Jakarta, CNBC Indonesia - Serangan terarah Israel di Gaza pada Minggu (10/8/2025) menewaskan lima jurnalis Al Jazeera, termasuk koresponden ternama Anas al-Sharif. Peristiwa ini kembali memicu kecaman internasional atas meningkatnya korban jiwa di kalangan pekerja media selama perang di wilayah tersebut.
Lima jurnalis Al Jazeera tewas setelah tenda tempat mereka berlindung di luar gerbang utama Rumah Sakit al-Shifa, Gaza, dihantam serangan udara Israel. Total tujuh orang meninggal dalam serangan tersebut. Korban termasuk koresponden Mohammed Qreiqeh, juru kamera Ibrahim Zaher, Mohammed Noufal, dan Moamen Aliwa.
Anas al-Sharif, 28 tahun, dikenal luas karena liputannya dari Gaza utara. Sesaat sebelum tewas, ia sempat menulis di platform X bahwa Israel melancarkan pengeboman intensif atau "sabuk api" di wilayah timur dan selatan Kota Gaza.
Dalam pesan terakhirnya yang dipublikasikan setelah kematiannya, ia menyatakan tak pernah ragu dalam menyampaikan kebenaran.
"Saya tidak pernah ragu untuk menyampaikan kebenaran apa adanya, tanpa distorsi. Tuhan akan menyaksikan mereka yang diam, yang menerima pembunuhan kami, dan yang mencekik napas kami," tulisnya.

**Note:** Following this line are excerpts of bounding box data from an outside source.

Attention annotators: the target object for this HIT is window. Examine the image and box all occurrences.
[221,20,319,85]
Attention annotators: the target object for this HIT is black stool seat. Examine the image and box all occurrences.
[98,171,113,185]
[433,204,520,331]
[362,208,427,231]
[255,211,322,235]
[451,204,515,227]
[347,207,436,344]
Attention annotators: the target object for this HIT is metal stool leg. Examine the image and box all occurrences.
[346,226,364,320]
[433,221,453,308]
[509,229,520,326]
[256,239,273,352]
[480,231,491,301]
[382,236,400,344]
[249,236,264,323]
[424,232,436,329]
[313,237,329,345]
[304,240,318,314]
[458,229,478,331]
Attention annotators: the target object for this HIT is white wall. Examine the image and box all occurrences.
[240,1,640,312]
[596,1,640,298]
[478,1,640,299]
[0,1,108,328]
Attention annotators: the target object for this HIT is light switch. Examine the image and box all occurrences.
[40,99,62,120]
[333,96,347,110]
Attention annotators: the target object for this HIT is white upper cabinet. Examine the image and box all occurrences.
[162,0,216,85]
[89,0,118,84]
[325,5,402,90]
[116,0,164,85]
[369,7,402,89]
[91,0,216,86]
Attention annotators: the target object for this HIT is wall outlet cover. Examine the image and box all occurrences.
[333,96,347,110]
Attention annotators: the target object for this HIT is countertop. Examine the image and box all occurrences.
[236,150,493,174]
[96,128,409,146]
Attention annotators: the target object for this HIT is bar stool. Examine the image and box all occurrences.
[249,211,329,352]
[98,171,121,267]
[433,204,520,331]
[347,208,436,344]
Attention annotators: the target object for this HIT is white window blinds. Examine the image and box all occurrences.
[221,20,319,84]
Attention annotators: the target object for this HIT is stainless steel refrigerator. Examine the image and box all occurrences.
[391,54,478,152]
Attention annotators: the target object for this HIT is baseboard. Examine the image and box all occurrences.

Al-Sharif juga mengungkapkan kesedihan karena harus meninggalkan istrinya, Bayan, serta tidak bisa melihat putra dan putrinya, Salah dan Sham, tumbuh dewasa.
Koresponden Al Jazeera berbahasa Inggris, Hani Mahmoud, yang berada satu blok dari lokasi kejadian, mengatakan melaporkan kematian al-Sharif adalah hal tersulit dalam 22 bulan perang terakhir.
"Mereka dibunuh karena laporan yang tak henti-hentinya tentang kelaparan dan malnutrisi di Gaza, karena mereka menyampaikan kebenaran kejahatan ini kepada semua orang," ujar Mahmoud.
Tuduhan Israel dan Bantahan
Militer Israel menuduh al-Sharif memimpin sel Hamas dan terlibat serangan roket, mengeklaim memiliki dokumen sebagai bukti. Namun, analis Euro-Med Human Rights Monitor, Muhammed Shehada, membantah keras:
"Tidak ada bukti ia terlibat permusuhan. Rutinitasnya hanya berdiri di depan kamera dari pagi hingga sore," tegas Shehada.
Pelapor khusus PBB untuk kebebasan berekspresi, Irene Khan, sebelumnya sudah mengingatkan soal ancaman berulang Israel terhadap al-Sharif.
"Kekhawatiran itu beralasan, karena semakin banyak bukti jurnalis di Gaza menjadi sasaran dan dibunuh atas tuduhan tak berdasar bahwa mereka anggota Hamas," kata Khan.
Al Jazeera menuding militer Israel melakukan "kampanye hasutan" terhadap reporter mereka, termasuk al-Sharif. Komite Perlindungan Jurnalis juga mengekspresikan keprihatinan atas keselamatan pekerja media di Gaza.
Sejak perang pecah pada Oktober 2023, lebih dari 200 jurnalis dan pekerja media tewas akibat serangan Israel.